I wrote instead intel AVX2 specific code, and found the appropriate instruction : intel intrinsic guide
So this code does what you need:
#include <cstdio>
#include <cstdlib>
#include <immintrin.h>
int main() {
__m256i a = _mm256_set_epi32(8, 7, 6, 5, 4, 3, 2, 1);
__m256i b = _mm256_set_epi32(0, 7, 6, 5, 4, 3, 2, 0);
__m256i eq = _mm256_cmpeq_epi32(a, b);
int res = _mm256_movemask_ps(_mm256_castsi256_ps(eq));
printf("res = %d\n", res);
for(int i = 0; i < 8; ++i) {
printf("%d %d -> %d\n", _mm256_extract_epi32(a, i), _mm256_extract_epi32(b, i), !!((res << i) & 0x80));
}
return 0;
}
In terms of ll code, it turns out you need a few additional bitcast (to float), and a call to the intrinsic
#llvm.x86.avx.movmsk.ps.256
rewriting by hand the llvm-IR code leads to :
target datalayout = "e-m:e-i64:64-f80:128-n8:16:32:64-S128"
target triple = "x86_64-pc-linux-gnu"
#formatString = private constant [4 x i8] c"%d\0A\00"
define i32 #main() #0 {
%a = alloca <8 x i32>, align 32
%b = alloca <8 x i32>, align 32
store <8 x i32> <i32 1, i32 2, i32 3, i32 4, i32 5, i32 6, i32 7, i32 8>, <8 x i32>* %a, align 32
store <8 x i32> <i32 0, i32 2, i32 3, i32 0, i32 5, i32 0, i32 7, i32 0>, <8 x i32>* %b, align 32
%1 = load <8 x i32>, <8 x i32>* %a, align 32
%2 = load <8 x i32>, <8 x i32>* %b, align 32
%3 = icmp eq <8 x i32> %1, %2
%4 = sext <8 x i1> %3 to <8 x i32>
%5 = bitcast <8 x i32> %4 to <8 x float>
%res = call i32 #llvm.x86.avx.movmsk.ps.256(<8 x float> %5)

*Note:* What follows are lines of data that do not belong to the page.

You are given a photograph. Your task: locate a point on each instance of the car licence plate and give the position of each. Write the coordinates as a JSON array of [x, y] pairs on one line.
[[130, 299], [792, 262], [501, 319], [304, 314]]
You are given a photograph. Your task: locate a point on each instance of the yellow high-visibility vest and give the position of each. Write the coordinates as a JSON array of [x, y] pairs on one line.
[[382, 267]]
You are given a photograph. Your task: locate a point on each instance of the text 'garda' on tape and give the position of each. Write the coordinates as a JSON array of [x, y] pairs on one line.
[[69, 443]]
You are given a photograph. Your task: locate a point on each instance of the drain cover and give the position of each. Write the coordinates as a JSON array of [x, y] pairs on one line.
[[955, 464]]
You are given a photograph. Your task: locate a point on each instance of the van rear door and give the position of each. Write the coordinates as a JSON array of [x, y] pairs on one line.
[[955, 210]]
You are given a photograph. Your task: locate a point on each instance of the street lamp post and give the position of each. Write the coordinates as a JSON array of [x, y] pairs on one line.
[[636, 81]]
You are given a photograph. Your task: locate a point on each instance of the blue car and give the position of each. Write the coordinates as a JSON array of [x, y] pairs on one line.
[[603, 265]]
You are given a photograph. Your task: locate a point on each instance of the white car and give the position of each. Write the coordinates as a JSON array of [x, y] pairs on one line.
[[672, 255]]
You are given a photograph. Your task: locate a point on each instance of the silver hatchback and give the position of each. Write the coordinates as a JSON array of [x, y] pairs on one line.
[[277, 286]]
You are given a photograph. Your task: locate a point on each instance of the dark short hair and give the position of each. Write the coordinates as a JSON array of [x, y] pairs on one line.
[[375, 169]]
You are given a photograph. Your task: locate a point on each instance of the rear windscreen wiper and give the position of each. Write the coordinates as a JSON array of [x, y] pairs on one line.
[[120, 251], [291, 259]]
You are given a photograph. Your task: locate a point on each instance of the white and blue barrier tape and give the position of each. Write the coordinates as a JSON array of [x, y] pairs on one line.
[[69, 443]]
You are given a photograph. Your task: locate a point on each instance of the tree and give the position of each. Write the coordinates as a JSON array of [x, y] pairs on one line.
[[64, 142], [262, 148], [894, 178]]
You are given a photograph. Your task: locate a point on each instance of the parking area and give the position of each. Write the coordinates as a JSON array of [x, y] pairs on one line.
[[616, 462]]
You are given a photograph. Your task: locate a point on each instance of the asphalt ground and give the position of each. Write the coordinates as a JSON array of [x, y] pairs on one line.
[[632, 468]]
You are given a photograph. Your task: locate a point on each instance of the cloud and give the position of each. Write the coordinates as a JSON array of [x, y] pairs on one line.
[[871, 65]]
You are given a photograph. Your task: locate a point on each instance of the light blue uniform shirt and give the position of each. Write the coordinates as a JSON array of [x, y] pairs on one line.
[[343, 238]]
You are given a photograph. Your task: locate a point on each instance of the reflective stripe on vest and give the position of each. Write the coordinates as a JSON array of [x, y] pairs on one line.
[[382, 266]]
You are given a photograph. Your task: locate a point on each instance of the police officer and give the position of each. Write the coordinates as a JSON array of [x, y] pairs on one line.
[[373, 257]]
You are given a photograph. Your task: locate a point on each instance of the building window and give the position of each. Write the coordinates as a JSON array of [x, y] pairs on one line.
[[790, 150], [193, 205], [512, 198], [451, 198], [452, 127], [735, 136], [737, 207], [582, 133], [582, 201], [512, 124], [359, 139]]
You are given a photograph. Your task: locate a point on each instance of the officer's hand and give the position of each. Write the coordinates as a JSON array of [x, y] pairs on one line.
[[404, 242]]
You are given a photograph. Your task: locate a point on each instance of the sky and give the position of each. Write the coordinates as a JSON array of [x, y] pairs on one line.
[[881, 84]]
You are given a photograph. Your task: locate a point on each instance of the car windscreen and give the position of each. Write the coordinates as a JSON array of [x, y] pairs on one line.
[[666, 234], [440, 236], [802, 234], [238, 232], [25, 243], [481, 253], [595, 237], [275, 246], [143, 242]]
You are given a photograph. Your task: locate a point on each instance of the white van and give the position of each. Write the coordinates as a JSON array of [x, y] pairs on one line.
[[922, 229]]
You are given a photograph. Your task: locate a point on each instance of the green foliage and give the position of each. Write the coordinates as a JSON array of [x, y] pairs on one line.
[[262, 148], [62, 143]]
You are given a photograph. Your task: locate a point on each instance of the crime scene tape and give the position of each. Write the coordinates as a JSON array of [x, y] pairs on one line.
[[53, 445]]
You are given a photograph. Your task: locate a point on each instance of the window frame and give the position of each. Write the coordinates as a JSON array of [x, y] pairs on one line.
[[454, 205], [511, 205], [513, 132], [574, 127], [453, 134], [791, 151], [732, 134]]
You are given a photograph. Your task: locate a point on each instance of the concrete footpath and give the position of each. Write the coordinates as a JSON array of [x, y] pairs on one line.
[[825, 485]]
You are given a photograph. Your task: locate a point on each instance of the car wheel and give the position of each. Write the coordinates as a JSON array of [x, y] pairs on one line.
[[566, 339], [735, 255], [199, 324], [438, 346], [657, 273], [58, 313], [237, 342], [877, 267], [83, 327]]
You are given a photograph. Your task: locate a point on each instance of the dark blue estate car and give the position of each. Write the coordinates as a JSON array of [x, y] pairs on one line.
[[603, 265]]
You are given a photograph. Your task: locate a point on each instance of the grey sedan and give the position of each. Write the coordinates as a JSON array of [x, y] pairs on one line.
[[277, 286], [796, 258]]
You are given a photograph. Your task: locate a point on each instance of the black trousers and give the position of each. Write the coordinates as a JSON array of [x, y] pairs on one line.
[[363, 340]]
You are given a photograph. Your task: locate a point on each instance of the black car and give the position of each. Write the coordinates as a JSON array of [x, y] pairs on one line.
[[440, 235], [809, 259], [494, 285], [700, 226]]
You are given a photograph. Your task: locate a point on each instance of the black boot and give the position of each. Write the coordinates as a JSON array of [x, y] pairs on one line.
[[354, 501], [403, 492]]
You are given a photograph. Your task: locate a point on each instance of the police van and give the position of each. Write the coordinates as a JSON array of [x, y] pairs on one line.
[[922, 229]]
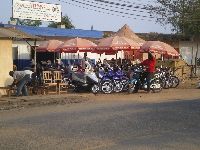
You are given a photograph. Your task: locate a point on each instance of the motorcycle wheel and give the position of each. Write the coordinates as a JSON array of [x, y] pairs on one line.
[[95, 89], [107, 87], [131, 88], [118, 86], [175, 81], [156, 86], [125, 85]]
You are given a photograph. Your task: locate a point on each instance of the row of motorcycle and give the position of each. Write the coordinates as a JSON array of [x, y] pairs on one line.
[[109, 80]]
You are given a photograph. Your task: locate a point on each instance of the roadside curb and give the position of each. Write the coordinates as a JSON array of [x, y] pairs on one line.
[[7, 103]]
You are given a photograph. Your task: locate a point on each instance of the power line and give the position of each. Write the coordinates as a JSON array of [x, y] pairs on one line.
[[107, 9], [95, 10], [122, 6]]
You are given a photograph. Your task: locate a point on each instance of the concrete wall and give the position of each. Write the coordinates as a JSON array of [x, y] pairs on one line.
[[188, 51], [6, 62]]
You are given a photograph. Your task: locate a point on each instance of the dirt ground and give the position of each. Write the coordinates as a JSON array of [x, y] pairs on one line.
[[187, 89]]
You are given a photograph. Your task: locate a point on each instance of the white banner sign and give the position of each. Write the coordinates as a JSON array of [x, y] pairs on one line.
[[36, 11]]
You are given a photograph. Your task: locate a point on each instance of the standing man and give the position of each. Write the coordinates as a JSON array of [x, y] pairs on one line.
[[20, 80], [150, 63]]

%6 = call i32 (i8*, ...) #printf(i8* getelementptr inbounds ([4 x i8], [4 x i8]* #formatString, i32 0, i32 0), i32 %res)
ret i32 0
}
declare i32 #llvm.x86.avx.movmsk.ps.256(<8 x float>) #1
declare i32 #printf(i8*, ...) #2
attributes #0 = { norecurse uwtable "disable-tail-calls"="false" "less-precise-fpmad"="false" "no-frame-pointer-elim"="true" "no-frame-pointer-elim-non-leaf" "no-infs-fp-math"="false" "no-nans-fp-math"="false" "stack-protector-buffer-size"="8" "target-cpu"="haswell" "target-features"="+aes,+avx,+avx2,+bmi,+bmi2,+cmov,+cx16,+f16c,+fma,+fsgsbase,+fxsr,+lzcnt,+mmx,+movbe,+pclmul,+popcnt,+rdrnd,+sse,+sse2,+sse3,+sse4.1,+sse4.2,+ssse3,+xsave,+xsaveopt,-adx,-avx512bw,-avx512cd,-avx512dq,-avx512er,-avx512f,-avx512pf,-avx512vl,-fma4,-hle,-pku,-prfchw,-rdseed,-rtm,-sha,-sse4a,-tbm,-xop,-xsavec,-xsaves" "unsafe-fp-math"="false" "use-soft-float"="false" }
attributes #1 = { nounwind readnone }
attributes #2 = { "disable-tail-calls"="false" "less-precise-fpmad"="false" "no-frame-pointer-elim"="true" "no-frame-pointer-elim-non-leaf" "no-infs-fp-math"="false" "no-nans-fp-math"="false" "stack-protector-buffer-size"="8" "target-cpu"="haswell" "target-features"="+aes,+avx,+avx2,+bmi,+bmi2,+cmov,+cx16,+f16c,+fma,+fsgsbase,+fxsr,+lzcnt,+mmx,+movbe,+pclmul,+popcnt,+rdrnd,+sse,+sse2,+sse3,+sse4.1,+sse4.2,+ssse3,+xsave,+xsaveopt,-adx,-avx512bw,-avx512cd,-avx512dq,-avx512er,-avx512f,-avx512pf,-avx512vl,-fma4,-hle,-pku,-prfchw,-rdseed,-rtm,-sha,-sse4a,-tbm,-xop,-xsavec,-xsaves" "unsafe-fp-math"="false" "use-soft-float"="false" }
The generated assembly (by llc) looks quite optimal:
vmovaps .LCPI0_0(%rip), %ymm0 # ymm0 = [1,2,3,4,5,6,7,8]
vmovaps %ymm0, 32(%rsp)
vmovdqa .LCPI0_1(%rip), %ymm0 # ymm0 = [0,2,3,0,5,0,7,0]
vmovdqa %ymm0, (%rsp)
vpcmpeqd 32(%rsp), %ymm0, %ymm0
vmovmskps %ymm0, %esi
I found this way working.
define i8 #main() #0 {
entry:
%0 = icmp eq <8 x i32> <i32 90,i32 91,i32 92,i32 93, i32 94,i32 95,i32 96,i32 97>, <i32 90,i32 91,i32 92,i32 93, i32 94,i32 95,i32 96,i32 97>
%1 = bitcast <8 x i1> %0 to <1 x i8>
%2 = extractelement <1 x i8> %1, i32 0
ret i8 %2
}
This is similar code as I posted in the question, I checked the result with "echo $?" am getting the result as expected.